17 January 2021

Critique: Chromatic numbers

Today’s contribution is from Tássio Naia. It was recently presented at the 14th Latin American Theoretical Informatics Symposium. Click to enlarge!

"Chromatic number and oriented trees" poster

I’m pleased to have a poster than leans more towards the math side of research, because I don’t see a lot of contributions from that field!

For equations, careful typesetting matters. The alignment of the central symbols is well done here. 

The banding to emphasize the different equations also works. It seems the idea is to distinguish “Theorem,” “Conjecture,” and “Corollary.” I do wish the “Corollary” didn’t share a colour with a “Theorem” band (two above it). Presumably the idea was to prevent three rows of the same colour.

Tássio was nice enough to not only send the poster, but a little explanation of how it came to be.

There was little information about how the poster was going to be viewed (other than “it will be read on a screen”). Because of this, I did not worry about using a darker background color, or about using small margins.

I also considered that it would be easy to reach me even outside of poster presentation time-slots, since you can search for people by their name and open a chat window.

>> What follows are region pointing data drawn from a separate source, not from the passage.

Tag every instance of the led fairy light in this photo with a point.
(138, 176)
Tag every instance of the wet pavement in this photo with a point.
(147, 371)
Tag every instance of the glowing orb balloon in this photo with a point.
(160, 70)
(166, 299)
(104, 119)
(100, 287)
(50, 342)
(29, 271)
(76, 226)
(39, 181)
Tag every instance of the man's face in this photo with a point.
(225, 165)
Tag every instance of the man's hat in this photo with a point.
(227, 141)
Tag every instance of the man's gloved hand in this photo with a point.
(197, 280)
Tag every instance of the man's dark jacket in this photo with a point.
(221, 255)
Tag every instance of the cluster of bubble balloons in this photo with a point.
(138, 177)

I went for very little text, even though that meant that statements were more on the symbol-heavy end of the spectrum (hopefully not too much).

For online posters, a portrait format works well because scrolling down is easier than scrolling sideways. Similarly, a single column works better than multiple columns because you don’t have to scroll back up to the top.

Because downward flow is expected, the arrows in the sidebar threw me.

Three sequential text blocks connected by upward pointing arrows
We expect arrows to lead us in a sequence, but both break the expected reading conventions. I think they would make much more sense if the arrowheads were on the other end of the arrow.

I like the feel of the main column being the formal presentation. The smaller lefthand column feels like marginalia. In particular, the slant on “maybe true” gives the side text an informal feeling I like. I would have been tempted to set the lefthand column in a good handwritten font to push that feeling a little farther.

Something that the image file here on the blog can’t show is the use of links in the poster. There is a link to the conference website, to references, and Tássio’s home page. Because there are clickable links, and the poster is viewed online, it’s not clear to me if there is any benefit to using a QR code in addition to a standard hyperlink to lead to references.

I would also like “References” to appear closer to the QR code so that it’s more obvious what the QR code is supposed to lead you to. The dot leader is meant to connect the two, but distance breaks the visual link between the two. There is an advantage of using dot leaders when you have lists with varying item widths. Maybe less useful for single items.

You can see more posters from this conference here.

More submissions from mathematicians would be most welcome!

1 comment:

Anonymous said...

Dear Zen,

Thank you for your insightful feedback on the poster!

Great point about the arrow (it completely escaped me). I also agree
that a handwritten font for the "marginalia" would have been nice
(except for the equations).


I can say why a Theorem and a Corollary are coloured differently: the
colour is supposed to emphasise the results which are new (my
contribution to the problem) - while also preventing consecutive
blocks of the same colour (in fact, I played with the ordering of
things until that was the case... and this wouldn't have happened, I
probably would have used darker lines to separate distinct
statements).

Best wishes, and keep up the great work!